Currently, waLBerla's timer does not provide accurate timings for CUDA kernels. It only measures the time for launching the CUDA kernel but does not wait until the kernel execution is finished. This MR employs explicit device synchronization for time measurements of CUDA kernels.
Changes in this MR:
- Added CUDA API wrapper functions similar to the MPI wrappers, i.e. when calling
cudaMemcpy
withoutWALBERLA_BUILD_WITH_CUDA=ON
the code will still compile, but the wrapper functioncudaMemcpy
will now give a runtime error if not guarded appropriately withWALBERLA_DEVICE_SECTION
, e.g.
WALBERLA_DEVICE_SECTION() {
cudaMalloc(...);
cudaMemcpy(...);
}
as an alternative to the previous
#if defined(WALBERLA_BUILD_WITH_CUDA)
cudaMalloc(...);
cudaMemcpy(...);
#endif
- Synchronize timers with
cudaDeviceSynchronize
when using CUDA. A specialized DeviceSynchronizePolicy was introduced for this purpose. Note that this policy is only meant for measuring individual kernels and can degrade the performance of overlapping kernels. - (Sweep)Timeloops had functions that were only implemented for WcPolicy timers -> Added timing policy as a template argument and exported
DeviceSynchronizeSweepTimeloop
,DeviceSynchronizeTimeloop
, ... class names via "using" directives.

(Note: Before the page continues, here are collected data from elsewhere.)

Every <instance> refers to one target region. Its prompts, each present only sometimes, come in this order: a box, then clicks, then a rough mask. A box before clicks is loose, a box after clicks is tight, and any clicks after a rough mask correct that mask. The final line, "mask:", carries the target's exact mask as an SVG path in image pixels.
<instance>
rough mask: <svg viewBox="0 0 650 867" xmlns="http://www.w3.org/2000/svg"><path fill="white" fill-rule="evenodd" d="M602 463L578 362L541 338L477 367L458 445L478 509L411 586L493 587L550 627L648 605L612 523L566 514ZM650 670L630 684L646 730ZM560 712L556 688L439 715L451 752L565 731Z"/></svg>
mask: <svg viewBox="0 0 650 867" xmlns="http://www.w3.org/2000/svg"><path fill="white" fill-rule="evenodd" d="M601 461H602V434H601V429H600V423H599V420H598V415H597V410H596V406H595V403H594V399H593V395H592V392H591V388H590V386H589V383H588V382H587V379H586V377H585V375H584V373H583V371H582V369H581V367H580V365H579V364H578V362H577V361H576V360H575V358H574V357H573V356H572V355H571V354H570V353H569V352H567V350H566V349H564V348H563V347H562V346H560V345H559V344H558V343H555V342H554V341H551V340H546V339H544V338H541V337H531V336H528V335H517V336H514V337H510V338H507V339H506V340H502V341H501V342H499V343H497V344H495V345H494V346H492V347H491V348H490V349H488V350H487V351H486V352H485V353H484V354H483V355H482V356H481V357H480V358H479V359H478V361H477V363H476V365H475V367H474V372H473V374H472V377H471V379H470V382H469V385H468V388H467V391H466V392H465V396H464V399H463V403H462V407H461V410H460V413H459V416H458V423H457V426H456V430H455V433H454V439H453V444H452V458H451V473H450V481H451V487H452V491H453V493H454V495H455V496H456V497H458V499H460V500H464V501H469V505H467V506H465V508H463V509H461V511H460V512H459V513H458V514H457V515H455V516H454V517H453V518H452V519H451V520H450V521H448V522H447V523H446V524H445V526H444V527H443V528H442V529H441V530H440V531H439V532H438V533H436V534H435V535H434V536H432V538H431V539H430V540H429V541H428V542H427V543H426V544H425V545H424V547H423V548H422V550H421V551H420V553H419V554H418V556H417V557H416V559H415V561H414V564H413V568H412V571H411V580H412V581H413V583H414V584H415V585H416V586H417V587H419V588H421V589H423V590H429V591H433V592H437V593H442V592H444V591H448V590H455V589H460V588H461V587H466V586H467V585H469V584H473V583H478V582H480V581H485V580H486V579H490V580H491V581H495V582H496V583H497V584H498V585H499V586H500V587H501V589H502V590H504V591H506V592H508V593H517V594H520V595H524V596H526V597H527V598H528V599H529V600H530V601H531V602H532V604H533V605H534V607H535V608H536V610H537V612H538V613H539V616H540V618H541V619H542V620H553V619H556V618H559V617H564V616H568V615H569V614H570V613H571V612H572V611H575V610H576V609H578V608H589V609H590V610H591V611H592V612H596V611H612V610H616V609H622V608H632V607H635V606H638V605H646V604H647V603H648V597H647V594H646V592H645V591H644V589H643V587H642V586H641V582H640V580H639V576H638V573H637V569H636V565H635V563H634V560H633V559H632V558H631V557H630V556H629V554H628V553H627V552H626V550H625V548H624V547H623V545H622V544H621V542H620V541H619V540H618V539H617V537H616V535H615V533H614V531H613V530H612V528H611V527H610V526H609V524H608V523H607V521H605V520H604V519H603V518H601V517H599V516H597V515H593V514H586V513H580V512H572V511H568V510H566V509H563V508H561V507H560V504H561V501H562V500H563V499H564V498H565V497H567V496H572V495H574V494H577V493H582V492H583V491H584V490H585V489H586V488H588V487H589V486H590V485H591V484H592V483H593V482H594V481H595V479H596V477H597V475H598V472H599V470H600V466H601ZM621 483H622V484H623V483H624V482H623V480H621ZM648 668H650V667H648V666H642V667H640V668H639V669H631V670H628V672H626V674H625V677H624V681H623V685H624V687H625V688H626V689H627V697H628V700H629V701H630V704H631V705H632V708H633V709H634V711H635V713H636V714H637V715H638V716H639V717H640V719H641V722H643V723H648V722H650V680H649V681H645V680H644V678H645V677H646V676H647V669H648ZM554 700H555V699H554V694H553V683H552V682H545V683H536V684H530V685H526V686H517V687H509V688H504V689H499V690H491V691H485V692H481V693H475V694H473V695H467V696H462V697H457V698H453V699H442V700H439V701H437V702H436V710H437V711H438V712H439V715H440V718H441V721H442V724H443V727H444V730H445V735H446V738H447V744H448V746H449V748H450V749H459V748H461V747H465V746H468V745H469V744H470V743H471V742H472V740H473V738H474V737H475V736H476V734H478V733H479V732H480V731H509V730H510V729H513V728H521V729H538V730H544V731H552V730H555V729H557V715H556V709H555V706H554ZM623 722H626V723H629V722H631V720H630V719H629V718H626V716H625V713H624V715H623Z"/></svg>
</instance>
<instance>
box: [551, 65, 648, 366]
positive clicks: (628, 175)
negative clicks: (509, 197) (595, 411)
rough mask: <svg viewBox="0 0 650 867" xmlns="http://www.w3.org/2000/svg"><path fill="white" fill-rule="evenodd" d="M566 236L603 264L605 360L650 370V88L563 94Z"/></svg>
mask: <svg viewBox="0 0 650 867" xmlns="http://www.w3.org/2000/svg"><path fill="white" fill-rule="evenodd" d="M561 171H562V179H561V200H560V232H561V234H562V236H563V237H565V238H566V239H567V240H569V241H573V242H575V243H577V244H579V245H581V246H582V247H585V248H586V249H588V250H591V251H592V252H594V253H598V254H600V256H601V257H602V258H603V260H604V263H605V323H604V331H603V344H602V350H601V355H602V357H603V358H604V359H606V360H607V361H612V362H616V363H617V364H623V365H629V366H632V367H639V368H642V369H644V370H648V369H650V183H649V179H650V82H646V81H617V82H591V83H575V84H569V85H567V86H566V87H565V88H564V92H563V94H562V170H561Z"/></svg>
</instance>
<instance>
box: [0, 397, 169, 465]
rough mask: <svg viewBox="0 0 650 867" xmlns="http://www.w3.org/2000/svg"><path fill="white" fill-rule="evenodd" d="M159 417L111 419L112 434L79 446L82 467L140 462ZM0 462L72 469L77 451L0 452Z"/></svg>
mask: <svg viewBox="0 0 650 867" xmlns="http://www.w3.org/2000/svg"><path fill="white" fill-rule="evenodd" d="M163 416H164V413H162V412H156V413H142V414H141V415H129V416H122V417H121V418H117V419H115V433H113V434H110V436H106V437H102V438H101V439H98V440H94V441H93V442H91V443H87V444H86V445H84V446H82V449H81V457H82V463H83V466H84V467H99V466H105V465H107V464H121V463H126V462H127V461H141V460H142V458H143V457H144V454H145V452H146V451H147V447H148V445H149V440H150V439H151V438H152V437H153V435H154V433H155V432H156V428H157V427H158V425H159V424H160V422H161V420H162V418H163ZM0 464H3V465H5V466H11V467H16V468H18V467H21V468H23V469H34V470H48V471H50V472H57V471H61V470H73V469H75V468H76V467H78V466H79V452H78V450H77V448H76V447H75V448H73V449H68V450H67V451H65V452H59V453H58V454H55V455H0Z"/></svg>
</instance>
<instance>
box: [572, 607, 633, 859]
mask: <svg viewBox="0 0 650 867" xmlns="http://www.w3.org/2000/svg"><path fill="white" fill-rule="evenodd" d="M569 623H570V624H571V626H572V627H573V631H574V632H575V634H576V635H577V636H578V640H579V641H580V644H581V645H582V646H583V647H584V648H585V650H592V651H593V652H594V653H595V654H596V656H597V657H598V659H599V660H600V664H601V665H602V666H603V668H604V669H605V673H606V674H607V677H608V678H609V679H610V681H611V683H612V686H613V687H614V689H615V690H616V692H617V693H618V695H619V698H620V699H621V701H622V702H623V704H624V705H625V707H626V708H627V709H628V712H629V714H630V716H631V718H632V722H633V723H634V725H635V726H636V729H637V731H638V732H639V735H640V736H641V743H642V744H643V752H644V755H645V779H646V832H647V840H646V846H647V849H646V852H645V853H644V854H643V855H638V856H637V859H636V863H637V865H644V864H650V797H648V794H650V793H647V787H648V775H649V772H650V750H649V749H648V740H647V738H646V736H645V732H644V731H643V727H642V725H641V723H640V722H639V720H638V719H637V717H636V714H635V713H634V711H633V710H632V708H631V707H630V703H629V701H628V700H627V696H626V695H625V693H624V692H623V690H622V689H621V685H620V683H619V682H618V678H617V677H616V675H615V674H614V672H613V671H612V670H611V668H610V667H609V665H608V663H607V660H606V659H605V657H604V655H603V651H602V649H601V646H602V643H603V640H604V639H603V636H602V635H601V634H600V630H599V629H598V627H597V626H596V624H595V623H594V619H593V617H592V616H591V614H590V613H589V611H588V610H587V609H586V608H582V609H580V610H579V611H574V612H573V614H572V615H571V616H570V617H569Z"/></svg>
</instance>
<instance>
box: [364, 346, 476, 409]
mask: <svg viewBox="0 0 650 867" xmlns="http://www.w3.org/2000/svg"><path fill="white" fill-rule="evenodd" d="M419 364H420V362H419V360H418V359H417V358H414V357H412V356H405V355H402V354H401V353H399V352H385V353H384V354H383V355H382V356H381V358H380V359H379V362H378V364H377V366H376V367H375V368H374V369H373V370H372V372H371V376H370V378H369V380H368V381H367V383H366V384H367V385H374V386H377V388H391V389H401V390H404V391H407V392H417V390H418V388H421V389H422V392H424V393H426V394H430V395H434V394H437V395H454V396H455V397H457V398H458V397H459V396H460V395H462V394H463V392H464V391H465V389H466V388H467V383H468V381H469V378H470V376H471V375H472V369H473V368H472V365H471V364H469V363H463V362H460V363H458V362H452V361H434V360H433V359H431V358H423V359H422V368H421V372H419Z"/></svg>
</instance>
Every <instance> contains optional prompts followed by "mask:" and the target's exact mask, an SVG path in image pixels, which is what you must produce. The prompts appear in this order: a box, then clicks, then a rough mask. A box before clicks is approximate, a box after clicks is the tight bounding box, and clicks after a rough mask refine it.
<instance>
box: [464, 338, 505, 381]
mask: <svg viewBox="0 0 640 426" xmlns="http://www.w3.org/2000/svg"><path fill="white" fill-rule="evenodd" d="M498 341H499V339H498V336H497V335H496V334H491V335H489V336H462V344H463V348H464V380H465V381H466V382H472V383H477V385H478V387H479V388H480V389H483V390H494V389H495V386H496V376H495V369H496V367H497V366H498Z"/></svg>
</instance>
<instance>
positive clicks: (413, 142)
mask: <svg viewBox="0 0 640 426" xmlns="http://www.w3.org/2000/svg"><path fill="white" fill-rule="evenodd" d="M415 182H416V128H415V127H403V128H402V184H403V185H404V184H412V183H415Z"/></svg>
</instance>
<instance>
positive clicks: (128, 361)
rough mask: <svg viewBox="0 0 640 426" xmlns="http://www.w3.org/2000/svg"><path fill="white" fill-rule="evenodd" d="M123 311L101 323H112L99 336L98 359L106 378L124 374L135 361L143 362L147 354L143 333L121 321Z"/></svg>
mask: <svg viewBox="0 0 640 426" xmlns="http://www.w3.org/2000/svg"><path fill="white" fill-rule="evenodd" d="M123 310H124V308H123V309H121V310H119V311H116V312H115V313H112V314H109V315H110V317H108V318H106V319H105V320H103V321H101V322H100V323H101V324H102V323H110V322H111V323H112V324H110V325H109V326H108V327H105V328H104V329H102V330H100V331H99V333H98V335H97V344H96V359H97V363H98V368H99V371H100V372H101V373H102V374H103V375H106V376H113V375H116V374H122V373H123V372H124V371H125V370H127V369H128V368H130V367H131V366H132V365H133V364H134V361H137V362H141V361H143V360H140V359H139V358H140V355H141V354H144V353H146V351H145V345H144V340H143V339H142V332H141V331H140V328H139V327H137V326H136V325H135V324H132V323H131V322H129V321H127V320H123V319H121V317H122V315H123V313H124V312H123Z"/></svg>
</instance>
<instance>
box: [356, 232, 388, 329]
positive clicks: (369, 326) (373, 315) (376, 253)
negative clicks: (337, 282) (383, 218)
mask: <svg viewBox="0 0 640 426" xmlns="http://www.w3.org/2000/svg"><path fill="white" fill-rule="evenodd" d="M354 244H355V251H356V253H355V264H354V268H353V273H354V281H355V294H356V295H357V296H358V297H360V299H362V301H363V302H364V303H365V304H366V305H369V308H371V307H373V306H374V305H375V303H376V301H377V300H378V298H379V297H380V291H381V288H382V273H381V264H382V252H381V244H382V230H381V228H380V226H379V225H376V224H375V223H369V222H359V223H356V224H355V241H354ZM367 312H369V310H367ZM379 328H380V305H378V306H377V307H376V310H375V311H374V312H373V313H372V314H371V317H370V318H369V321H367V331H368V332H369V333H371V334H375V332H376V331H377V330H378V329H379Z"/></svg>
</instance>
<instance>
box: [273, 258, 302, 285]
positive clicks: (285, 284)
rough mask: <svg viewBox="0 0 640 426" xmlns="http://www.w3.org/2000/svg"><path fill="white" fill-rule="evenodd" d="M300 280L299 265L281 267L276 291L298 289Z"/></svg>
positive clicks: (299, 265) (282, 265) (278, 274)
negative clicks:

CUDA applications can now use timing pools as in the following:
DeviceSynchronizeTimingPool timeloopTiming;
DeviceSynchronizeSweepTimeloop timeloop(blocks, nrOfSteps);
and still make use of the single-stepping scheme
for (int t = 0; t < nrOfSteps; ++t) {
// perform a single simulation step
timeloop.singleStep(timeloopTiming);
// sub-cycles or other routines that do not belong in the timeloop
// ...
}
- Integrate new CUDA wrappers in the src/cuda module, e.g. for cudaMemcpy
inline cudaError_t cudaMemcpy(void* /*dst*/, const void* /*src*/, size_t /*count*/, cudaMemcpyKind /*kind*/) { WALBERLA_DEVICE_FUNCTION_ERROR }
- There are currently no NVTX wrappers implemented. The cuda/NVTX.h header is now appropriately wrapped with a
WALBERLA_BUILD_WITH_CUDA
pragma. - Extended existing MPI wrapper functions a little.
-
Adapted existing apps (review required from maintainers of apps):Edit: this was reverted as it should be done in a separate MR. - CMake infrastructure is slightly adapted. cuda module is always built -> in most cases something like this is not necessary anymore
if (WALBERLA_BUILD_WITH_CUDA)
waLBerla_add_executable( NAME xyz FILE abc.cpp
DEPENDS ... cuda )
else ()
waLBerla_add_executable( NAME xyz FILE abc.cpp
DEPENDS ...)
endif (WALBERLA_BUILD_WITH_CUDA)
If your app requires the cuda module, you can simply use
waLBerla_add_executable( NAME xyz FILE abc.cpp
DEPENDS ... gpu )